Notes: GFP-H6 and human GLA were included as negative controls. Asterisks indicate significant differences when comparing with any of the negative controls (P < 0.001).
Abbreviations: GFP, green fluorescent protein; GLA, α-galactosidase.
Figure 6 Characterization of T22-empowered nanoparticles. (A) Remaining fluorescence during incubation of T22-GFP-H6 in human serum. In the inset, integrity of T22-GFP-H6 monomers monitored by Western blot. (B) Internalization of T22-GFP-H6 in HeLa cells in the presence of 10% fetal calf serum, monitored by the number of fluorescent cells. (C) Dynamic light scattering size analysis of T22-GFP-H6 nanoparticles in NaCO3H buffer. (D) Transmission electron microscopy of T22-GFP-H6 nanoparticles.
Abbreviation: GFP, green fluorescent protein.
Figure 7 Stability of T22-GFP-H6 nanoparticles. (A) Size distribution of T22-GFP-H6 nanoparticles after one year of storage at −80°C. The same sample was further incubated at room temperature for 24 hours, submitted to one additional freezing and thawing step and analyzed. (B) These samples were tested for their ability to internalize SW1417, showing uptake images comparable with those shown in and .
Abbreviations: GFP, green fluorescent protein; RT, room temperature.
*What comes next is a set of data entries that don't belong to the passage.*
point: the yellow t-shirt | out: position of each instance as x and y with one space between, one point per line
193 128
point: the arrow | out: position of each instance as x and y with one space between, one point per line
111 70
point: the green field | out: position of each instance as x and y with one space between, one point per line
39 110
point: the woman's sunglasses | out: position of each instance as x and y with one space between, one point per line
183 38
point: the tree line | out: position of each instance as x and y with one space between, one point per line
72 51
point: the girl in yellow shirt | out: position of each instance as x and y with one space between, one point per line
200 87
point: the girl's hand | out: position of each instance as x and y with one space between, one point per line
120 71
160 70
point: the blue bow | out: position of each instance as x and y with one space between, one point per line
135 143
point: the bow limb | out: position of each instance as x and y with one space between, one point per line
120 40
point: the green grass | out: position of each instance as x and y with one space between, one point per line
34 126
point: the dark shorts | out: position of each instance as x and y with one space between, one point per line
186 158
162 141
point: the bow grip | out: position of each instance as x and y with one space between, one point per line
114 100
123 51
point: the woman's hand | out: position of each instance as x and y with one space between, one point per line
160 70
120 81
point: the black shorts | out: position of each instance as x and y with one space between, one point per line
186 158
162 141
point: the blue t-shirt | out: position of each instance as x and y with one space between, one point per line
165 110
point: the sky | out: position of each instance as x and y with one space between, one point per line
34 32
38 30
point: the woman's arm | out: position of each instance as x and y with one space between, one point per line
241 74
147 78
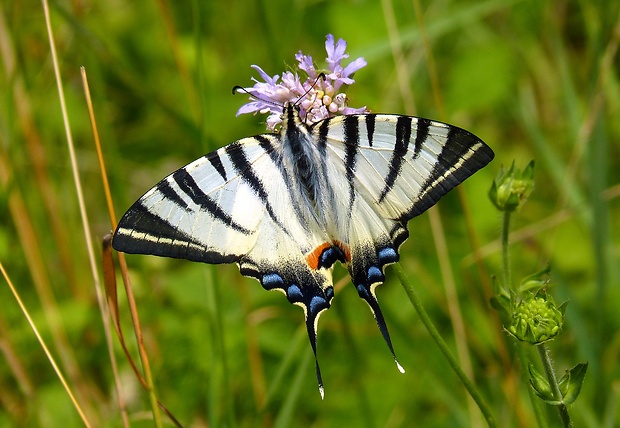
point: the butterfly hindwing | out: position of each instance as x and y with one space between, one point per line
236 205
285 207
396 167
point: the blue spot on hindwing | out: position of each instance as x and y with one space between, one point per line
271 281
375 275
387 255
362 291
317 304
293 293
329 293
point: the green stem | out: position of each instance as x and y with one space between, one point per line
553 382
507 284
430 327
505 254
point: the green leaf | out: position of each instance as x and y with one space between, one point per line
570 384
541 386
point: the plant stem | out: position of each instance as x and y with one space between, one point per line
507 280
430 327
553 382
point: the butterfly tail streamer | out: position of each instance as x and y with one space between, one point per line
311 323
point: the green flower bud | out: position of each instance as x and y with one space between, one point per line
511 188
536 319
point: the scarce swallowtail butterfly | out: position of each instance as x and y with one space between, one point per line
286 206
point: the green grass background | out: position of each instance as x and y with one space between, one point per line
534 79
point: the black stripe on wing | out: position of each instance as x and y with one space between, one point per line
188 185
403 135
245 169
351 141
462 155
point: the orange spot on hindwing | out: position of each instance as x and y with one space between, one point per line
326 254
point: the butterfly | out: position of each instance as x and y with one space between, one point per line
286 206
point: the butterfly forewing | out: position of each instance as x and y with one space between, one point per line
285 207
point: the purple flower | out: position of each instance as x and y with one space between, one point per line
317 97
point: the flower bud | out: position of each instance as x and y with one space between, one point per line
511 188
536 319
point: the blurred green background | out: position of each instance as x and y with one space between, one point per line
534 79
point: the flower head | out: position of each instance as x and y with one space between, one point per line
536 319
317 96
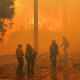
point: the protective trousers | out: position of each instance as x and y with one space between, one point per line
20 65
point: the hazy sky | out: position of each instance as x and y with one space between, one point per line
51 18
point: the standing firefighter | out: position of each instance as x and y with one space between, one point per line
30 56
54 52
20 54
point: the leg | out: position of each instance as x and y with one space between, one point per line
18 68
55 60
21 64
51 58
32 66
28 65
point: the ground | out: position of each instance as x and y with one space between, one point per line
43 69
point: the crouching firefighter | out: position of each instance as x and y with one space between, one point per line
53 52
20 54
30 55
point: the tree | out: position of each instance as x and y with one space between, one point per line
6 12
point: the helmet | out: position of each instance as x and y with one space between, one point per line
53 41
19 45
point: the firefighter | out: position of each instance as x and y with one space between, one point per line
20 54
30 55
53 52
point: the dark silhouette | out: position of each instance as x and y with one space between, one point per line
65 44
20 54
30 56
54 75
54 52
6 12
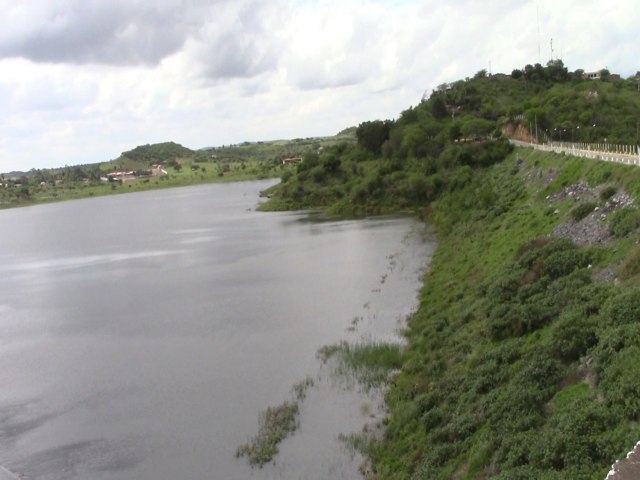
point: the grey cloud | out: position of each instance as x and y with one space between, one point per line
244 44
106 32
222 38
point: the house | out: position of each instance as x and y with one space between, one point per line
287 161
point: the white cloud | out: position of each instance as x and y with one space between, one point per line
82 81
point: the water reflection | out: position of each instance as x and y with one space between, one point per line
141 335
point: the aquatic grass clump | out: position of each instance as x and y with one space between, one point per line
370 363
275 424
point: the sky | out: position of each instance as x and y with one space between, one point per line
83 80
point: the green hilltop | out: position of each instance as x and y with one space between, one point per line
523 359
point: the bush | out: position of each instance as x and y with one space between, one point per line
623 308
608 192
624 221
621 382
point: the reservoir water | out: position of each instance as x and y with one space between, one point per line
141 335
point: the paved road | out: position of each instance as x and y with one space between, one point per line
577 151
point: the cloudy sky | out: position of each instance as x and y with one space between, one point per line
83 80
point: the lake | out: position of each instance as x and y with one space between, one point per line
141 335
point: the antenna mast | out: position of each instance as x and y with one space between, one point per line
538 23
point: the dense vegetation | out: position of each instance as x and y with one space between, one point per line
430 148
522 360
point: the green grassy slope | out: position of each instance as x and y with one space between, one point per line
523 360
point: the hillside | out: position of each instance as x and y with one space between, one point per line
522 361
159 165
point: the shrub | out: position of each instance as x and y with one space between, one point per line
621 382
623 308
608 192
624 221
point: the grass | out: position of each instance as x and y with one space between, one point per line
370 363
465 404
275 424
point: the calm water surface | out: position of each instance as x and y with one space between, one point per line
141 335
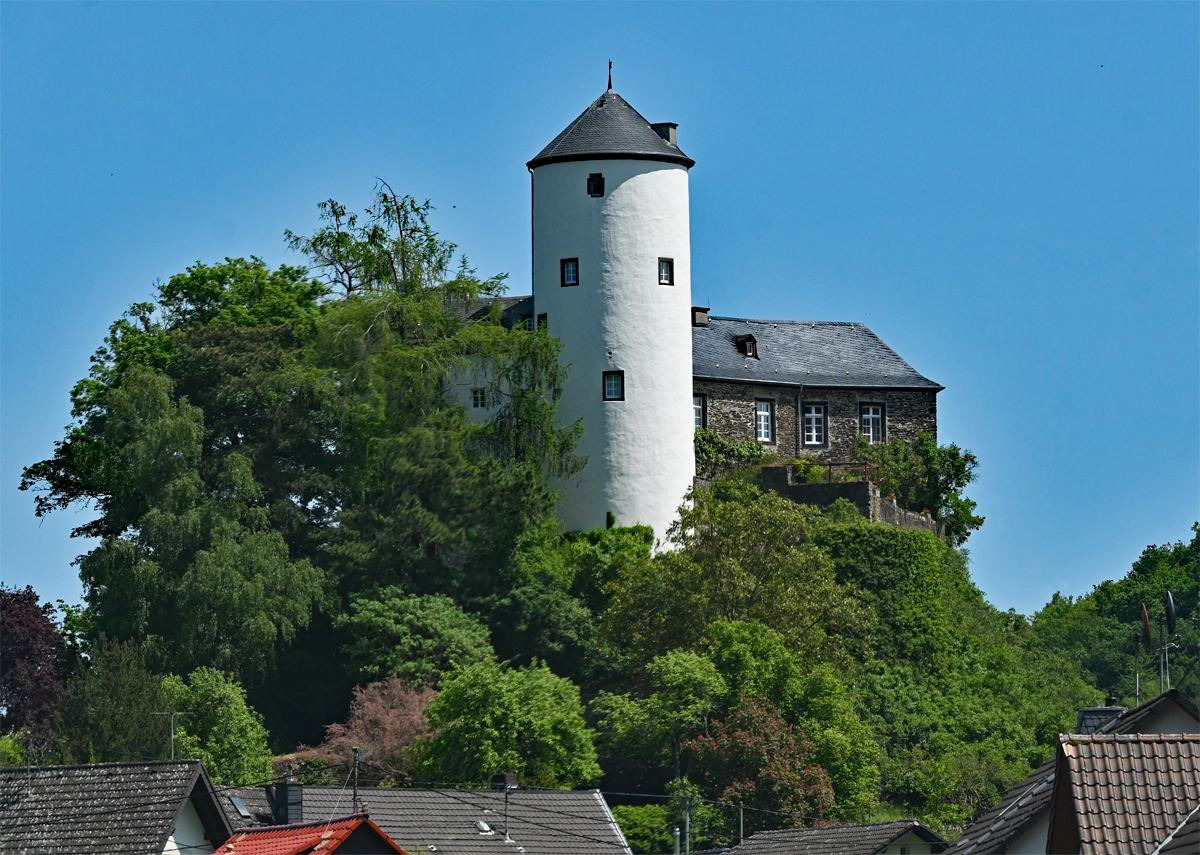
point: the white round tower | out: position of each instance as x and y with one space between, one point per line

Figure 8 Molecular modeling of T22-GFP-H6 monomers and nanoparticles. (A) Electrostatic field of the T22-GFP-H6 building monomer (cationic in blue and anionic in red). (B) Potential organization of T22-GFP-H6 as pentamers of 11.1 nm (left) and as octamers of 13.3 nm (right), in which the intervention of T22 assists the electrostatic self-assembling of the multimeric protein complex.
Abbreviation: GFP, green fluorescent protein.
Figure 9 Biodistribution of T22-empowered nanoparticles in an animal model of colorectal cancer. (A) Nude mouse bearing a local tumor (black asterisk), mesenteric lymph node (black arrow), and peritoneal metastases (empty arrow) after microinjecting 2 × 106 SW1417 human colorectal cancer cells into the cecal wall. The local tumor and mesenteric lymph node metastases overexpress CXCR4 in this model, as assessed by immunohistochemistry. (B) Selective biodistribution of T22-GFP-H6 in local tumor tissues 5, 24, or 48 hours after intravenous administration of 500 μg or 20 μg of nanoparticles as measured ex vivo. Fluorescence was undetectable in tumors from buffer-treated animals. (C) Accumulation of nanoparticles in peritoneal and lymph node metastases. No fluorescence was observed in any normal (liver, kidney, lung, heart) tissue, except for the biliary vesicle which showed fluorescence both in control and experimental animals.
Abbreviation: GFP, green fluorescent protein.
Figure 10 Accumulation of T22-empowered nanoparticles in colorectal cancer metastatic foci. Enhanced green fluorescence associated with nanoparticle accumulation in local tumors (A) and peritoneal metastases (B) in experimental mice, as compared with buffer-treated controls. (C) Anti-His tag inmunostaining showing cytosolic localization of T22-GFP-H6 in local tumor tissue and peritoneal metastases in mice injected with T22-NP, which was absent in control animals injected with buffer.
Abbreviations: FLI, increased fluorescence; GFP, green fluorescent protein.